3 juillet 2007, par ridelaire michel

Je suis Dentiste indépendant à temp plein au luxembourg et j’habite la Belgique ; le ministère des transports Luxembourgeois m’autorise à immatriculer mon véhicule avec une plaque luxembourgeoise dans le cadre de ma profession ; dois-je obtenir aussi de la tva belge une attestation reconnaissant mon activité professionnelle sur le territoire grand duccal ? Quand est-il des indépendants qui ne sont pas en société, peuvent-ils à ce jour avoir une plaque Lux.

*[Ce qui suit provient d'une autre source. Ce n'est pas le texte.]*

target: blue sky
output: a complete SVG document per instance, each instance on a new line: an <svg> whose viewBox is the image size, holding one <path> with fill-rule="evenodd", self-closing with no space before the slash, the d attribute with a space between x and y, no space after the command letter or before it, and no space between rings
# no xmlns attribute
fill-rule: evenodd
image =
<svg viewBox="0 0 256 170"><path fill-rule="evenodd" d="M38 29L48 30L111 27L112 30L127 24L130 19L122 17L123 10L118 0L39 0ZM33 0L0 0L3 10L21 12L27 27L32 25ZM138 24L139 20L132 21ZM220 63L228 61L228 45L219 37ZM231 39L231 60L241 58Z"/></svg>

> Plaques luxembourgeoises : la C.J.C.E. est saisie

2 octobre 2006, par bernadette SYBILLE

LA COUR A REPONDU PAR LA NEGATIVE VOIR ARRET C 435/04 du 30 mai 2006

> Plaques luxembourgeoises : la C.J.C.E. est saisie

27 octobre 2004

Ecore des questions ouvertes : si j’ai bien compris, un administrateur d’une société luxembourgeoise à qui on a confié une voiture de fonction, et qui habite en Belgique, doit faire immatriculer la voiture en Belgique.

Pratiquement, a t il besoin de l’aval de son employeur pour ce faire ? a t il besoin de l’autorisation de la société de leasing, qui reste propriétaire de la voiture ?

La TVA reste-t-elle bien déductible entièrement au Luxembourg, n’y a t il pas de TVA supplémentaire en Belgique ?

Le contrôle technique : en Belgique ? au Luxembourg ? Dans les deux pays ?

Vis à vis du fisc Luxembourgeois, les frais (et taxes) payées en Belgique sont ils considétés comme normaux et déductibles de l’impôt sur les société luxembourgeois ?

La condition d’être inscrit sur les registres de la population : qu’en serait-il d’une personne qui ne s’inscrirait tout simplement pas (par exemple un étranger installé en Beglique qui a oublié de s’inscrire, tout en remplissant ses autres obligations, notamment fiscales.)